Companies have now increasingly become aware of the importance of workplace safety. From proper risk management to employee training programs, organizations are utilizing workplace safety to increase their workforce’s effectiveness. By reducing employee absenteeism, increasing employee satisfaction and morale, reducing costs related to insurance claims, and increasing employee retention and talent attraction, companies are now ready to reap the benefits of workplace safety programs.
It is great that organizations are focused on how to prevent workplace injuries. For companies, this is one very important safety factor. This is the concept of crisis management or disaster management.
Most companies aren’t even aware of what crisis management is, let alone implement effective programs.

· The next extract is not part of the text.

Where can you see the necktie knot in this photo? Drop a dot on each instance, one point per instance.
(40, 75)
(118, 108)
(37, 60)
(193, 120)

What is Crisis Management According to John Spach
Crisis management is the process through which an organization uses its resources to deal with any disaster or crisis. This management of a crisis is both preventive and active. Crisis management allows organizations to take pre-emptive steps to prevent disasters from mitigating their effects on their business. It also deals with the immediate aftermath, which focuses on preserving the company’s assets and stakeholders.
Crisis management deals with both industrial and environmental disasters. Without a proper crisis management system in place, a company can suffer tremendous losses, both in terms of human lives and finances.
Why is Crisis Management Important?
Crisis management involves steps that try to ensure that try to prevent any disasters and mitigate their impact. A good crisis management system can quickly deal with whatever disaster affects the organization and resolve it quickly and efficiently.
Thus, a good crisis management system will save lives and the finances of any company. When a crisis is not managed properly, it can lead to a catastrophic loss of life. History has proven this with incidents like the Union Carbide Plant Leak.
If humanitarian grounds do not concern you, then you should also note that poor crisis management directly affects an organization’s bottom line. Whether it is plummeting stock prices, or a massive loss to company assets, or important stakeholders losing trust in the company, a crisis can affect any company to the core. Having disaster insurance or policy doesn’t make up for the blow dealt to the finances by a crisis in the long term. Studies have shown that proper management of a disaster is more impactful than disaster insurance in terms of recovery.
By having a proper channel to deal with any crisis, businesses can prevent, or at the very least, mitigate such effects.
John Spach explains that instead of devoting resources to figure out a good crisis management system on your own, you can make the process easier by relying on experts. Experts in crisis management systems, companies, and institutes have studied the best ways to both prevent and mitigate disasters.
This is not only cost-efficient for your organization but a much more impactful method of using crisis management. Experts can pinpoint areas that will need the most attention and can have plans and resources ready to be used whenever a crisis strikes.